Anaemia is a condition that affects red blood cells. A child may feel tired, weak and have pale skin – and sometimes will need regular blood transfusions. Many different things can cause anaemia, including a poor diet, infectious disease – or it can also be inherited. A child’s treatment will depend on the exact cause of their condition.

Dr Babbs’ team is studying a rare, inherited form of anaemia called congenital dyserythropoietic anaemia type 1 (CDA-1). Scientists have so far identified faults in two genes – CDAN1 and C15ORF41 – that can cause the disease.

“We have now carried out screening on 600 patients with unexplained anaemia, identifying six new genetic faults that cause the condition,” says Dr Babbs. “So these families now have an accurate diagnosis to help support their genetic counselling.”

“We also discovered that an eighteen-month-old boy who was thought to have CDA–1 actually had another inherited anaemia caused by a different faulty gene, which had an immediate impact on his treatment – enabling his doctor to recommend an operation to remove his spleen. As a result, he is now no longer dependent on blood transfusions, radically improving his quality of life and long-term prospects.”

The researchers also carried out a series of laboratory experiments to find out, in more detail, how the protein molecules produced from the CDAN1 and C15ORF41 genes work. They found that these two protein molecules work together and move to structures within cells that make other proteins – shedding light on how things can go wrong in red blood cells if either of these genes contains specific faults found in patients with CDA–1 anaemia.

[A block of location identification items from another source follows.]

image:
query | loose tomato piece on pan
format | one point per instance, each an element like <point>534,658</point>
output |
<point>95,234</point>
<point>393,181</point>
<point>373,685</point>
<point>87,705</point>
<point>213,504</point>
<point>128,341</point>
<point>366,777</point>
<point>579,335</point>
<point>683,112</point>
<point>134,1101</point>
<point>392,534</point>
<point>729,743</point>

“For some families, the impact of this project will be immediate and life-long as a precise genetic diagnosis enables accurate genetic counselling and personalised treatment,” says Dr Babbs. “And, even for those whose treatment may not change, just having a genetic diagnosis is a milestone psychologically.”

In the longer term, the researchers are working to make sure that these findings will ultimately lead to new treatments for children with CDA-1 and other forms of inherited anaemia.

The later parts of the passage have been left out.